The MemoClaw API runs on Hono with Bun as the runtime. It handles:
  • Request validation and rate limiting
  • Wallet authentication (free tier) and x402 payment verification
  • Memory CRUD operations
  • LLM-powered extraction and consolidation
  • Hybrid recall scoring

Database: PostgreSQL + pgvector

All memories are stored in PostgreSQL with the pgvector extension:
  • Memory content stored as text with full-text search (tsvector)
  • Embeddings stored as 512-dimensional vectors
  • HNSW index for fast approximate nearest neighbor search
  • GIN index on tsvector for keyword/BM25 matching

Embeddings

Text is converted to vectors using OpenAI’s text-embedding-3-small model (512 dimensions).
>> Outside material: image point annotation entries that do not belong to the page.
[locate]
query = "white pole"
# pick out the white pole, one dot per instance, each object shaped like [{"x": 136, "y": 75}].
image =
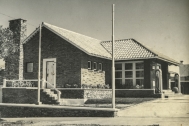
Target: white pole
[
  {"x": 113, "y": 62},
  {"x": 39, "y": 67}
]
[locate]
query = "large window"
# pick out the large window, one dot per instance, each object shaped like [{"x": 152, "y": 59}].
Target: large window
[
  {"x": 129, "y": 74},
  {"x": 29, "y": 67},
  {"x": 89, "y": 65}
]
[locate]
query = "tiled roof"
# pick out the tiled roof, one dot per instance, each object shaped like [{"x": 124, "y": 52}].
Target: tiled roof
[
  {"x": 126, "y": 49},
  {"x": 89, "y": 45}
]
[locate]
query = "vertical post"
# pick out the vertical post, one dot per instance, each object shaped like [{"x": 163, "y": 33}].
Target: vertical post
[
  {"x": 113, "y": 62},
  {"x": 4, "y": 82},
  {"x": 39, "y": 67}
]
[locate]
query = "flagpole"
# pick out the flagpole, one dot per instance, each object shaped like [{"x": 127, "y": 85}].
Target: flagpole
[
  {"x": 113, "y": 61},
  {"x": 39, "y": 67}
]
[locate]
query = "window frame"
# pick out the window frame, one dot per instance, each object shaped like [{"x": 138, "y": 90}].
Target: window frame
[
  {"x": 89, "y": 62},
  {"x": 27, "y": 69},
  {"x": 134, "y": 70},
  {"x": 94, "y": 65},
  {"x": 99, "y": 66}
]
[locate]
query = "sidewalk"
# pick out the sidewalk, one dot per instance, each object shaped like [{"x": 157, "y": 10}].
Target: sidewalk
[{"x": 163, "y": 112}]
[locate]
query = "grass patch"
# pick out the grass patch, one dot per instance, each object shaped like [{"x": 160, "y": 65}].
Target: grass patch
[{"x": 119, "y": 101}]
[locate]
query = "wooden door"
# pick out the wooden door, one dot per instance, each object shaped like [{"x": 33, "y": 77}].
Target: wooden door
[{"x": 50, "y": 74}]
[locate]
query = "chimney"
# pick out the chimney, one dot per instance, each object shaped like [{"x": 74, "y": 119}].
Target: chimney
[{"x": 14, "y": 66}]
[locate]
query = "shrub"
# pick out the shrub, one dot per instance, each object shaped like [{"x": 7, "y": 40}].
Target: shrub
[
  {"x": 94, "y": 86},
  {"x": 107, "y": 86},
  {"x": 99, "y": 86},
  {"x": 67, "y": 86},
  {"x": 75, "y": 86},
  {"x": 84, "y": 86},
  {"x": 175, "y": 89}
]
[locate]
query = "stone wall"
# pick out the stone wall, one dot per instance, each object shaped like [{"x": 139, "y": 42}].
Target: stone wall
[
  {"x": 92, "y": 77},
  {"x": 97, "y": 94},
  {"x": 135, "y": 93},
  {"x": 11, "y": 111},
  {"x": 95, "y": 76},
  {"x": 71, "y": 62},
  {"x": 19, "y": 95},
  {"x": 107, "y": 93},
  {"x": 68, "y": 58},
  {"x": 14, "y": 62}
]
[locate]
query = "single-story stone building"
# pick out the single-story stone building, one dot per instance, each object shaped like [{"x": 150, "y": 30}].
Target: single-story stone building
[
  {"x": 72, "y": 58},
  {"x": 74, "y": 63}
]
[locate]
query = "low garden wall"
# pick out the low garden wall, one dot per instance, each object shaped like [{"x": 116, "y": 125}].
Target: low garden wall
[
  {"x": 106, "y": 93},
  {"x": 29, "y": 95},
  {"x": 20, "y": 110},
  {"x": 19, "y": 95}
]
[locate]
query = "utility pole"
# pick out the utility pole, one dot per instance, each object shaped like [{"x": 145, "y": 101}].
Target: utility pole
[
  {"x": 113, "y": 61},
  {"x": 39, "y": 67}
]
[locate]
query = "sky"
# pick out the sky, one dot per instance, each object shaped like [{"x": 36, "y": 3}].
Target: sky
[{"x": 160, "y": 24}]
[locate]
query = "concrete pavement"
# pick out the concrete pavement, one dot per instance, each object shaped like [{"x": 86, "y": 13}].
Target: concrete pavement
[
  {"x": 163, "y": 112},
  {"x": 167, "y": 107}
]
An LRU cache of 1,000 embeddings avoids redundant API calls for repeated queries.

Payment Layer: x402

MemoClaw uses the x402 protocol for payment-as-authentication:
  1. Free tier: Wallet signature verification (100 free calls)
  2. Paid tier: USDC micropayments on Base (chain ID 8453) via EIP-3009 or Permit2
  3. Identity: Your wallet address is extracted from the payment proof — no accounts needed
The x402 facilitator (Coinbase) verifies payments before requests are processed.

LLM Processing

Some endpoints use an LLM (OpenAI GPT) for intelligent processing:
  • Extract (/v1/memories/extract): Parses conversations into discrete facts
  • Ingest (/v1/ingest): Extracts, deduplicates, and relates facts
  • Consolidate (/v1/memories/consolidate, LLM mode): Synthesizes merged memories

Data Flow: Store

  1. Client sends memory content + metadata
  2. API validates input, verifies payment/auth
  3. Content is embedded via OpenAI (or cache hit)
  4. Deduplication check: cosine similarity ≥ 0.95 against existing memories
  5. Memory + embedding stored in PostgreSQL
  6. Response with UUID returned

Data Flow: Recall

  1. Client sends natural language query
  2. Query embedded via OpenAI (or cache hit)
  3. pgvector HNSW index finds nearest vectors
  4. Full-text search (BM25) runs in parallel
  5. Results scored with 4-signal hybrid formula:
    • Vector similarity (55%)
    • Keyword match (25%)
    • Recency decay (20%)
    • Multiplied by importance, access boost, and type decay
  6. Top-K results returned with signal breakdown

Data Isolation

All data is scoped by wallet address. Wallet A cannot access Wallet B’s memories. Namespaces provide additional isolation within a single wallet.

Deployment

MemoClaw runs as a single stateless API server. The only stateful component is PostgreSQL. This makes horizontal scaling straightforward — add more API instances behind a load balancer.